Tulsi Gabbard, whose political journey took her from progressive Democratic congresswoman to one of the most senior intelligence officials in the Trump administration, announced her resignation as Director of National Intelligence, effective June 30, citing her husband’s recent diagnosis with bone cancer.
“His strength and love have sustained me through every challenge,” Gabbard wrote in her resignation letter, obtained by CBS News. “I cannot in good conscience ask him to face this fight alone while I continue in this demanding and time-consuming position.”
President Donald Trump praised her departure with characteristic warmth. “Tulsi has done an incredible job, and we will miss her,” he wrote on social media. Aaron Lukas, the principal deputy director, will serve as acting director following her exit.
The resignation closes a remarkable and often contradictory chapter in American political life. Gabbard first rose to national prominence as a Hawaii congresswoman — the first Hindu elected to the U.S. Congress — whose 2016 resignation from the Democratic National Committee to endorse Bernie Sanders made her a darling of the progressive left.
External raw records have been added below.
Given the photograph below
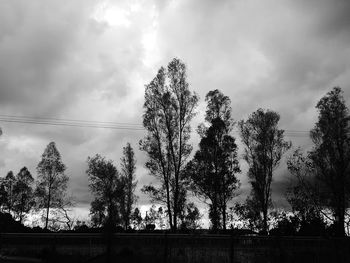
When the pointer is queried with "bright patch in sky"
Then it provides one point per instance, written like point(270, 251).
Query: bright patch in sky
point(112, 15)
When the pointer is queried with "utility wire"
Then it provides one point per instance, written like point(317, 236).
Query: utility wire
point(101, 124)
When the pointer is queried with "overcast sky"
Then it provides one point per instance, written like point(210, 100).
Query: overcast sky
point(90, 60)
She went on to collect endorsements from groups like Progressive Democrats of America and Our Revolution, and repeatedly sailed to re-election in her Honolulu-area district.
Yet even during those progressive years, questions trailed her about her ties to Hindu nationalist networks in the United States. Reporting from 2019 detailed how pro-Modi elements of the Hindu-American diaspora — some with links to the RSS and affiliated organizations — had donated generously to her campaigns and cultivated her as an ally. As a member of the House Foreign Affairs and Armed Services committees and co-chair of the India Caucus, she was a strategically valuable friend. She publicly distanced herself from those backers on at least one occasion, even as she continued engaging them privately, according to that reporting.
Her political evolution ultimately carried her far from the left. She left the Democratic Party, aligned herself with Donald Trump, and was appointed to lead the nation’s intelligence community — one of the most powerful and sensitive positions in the federal government.
Now, with her husband’s health forcing her hand, that chapter too is over. What comes next for one of American politics’ most shape-shifting figures remains an open question.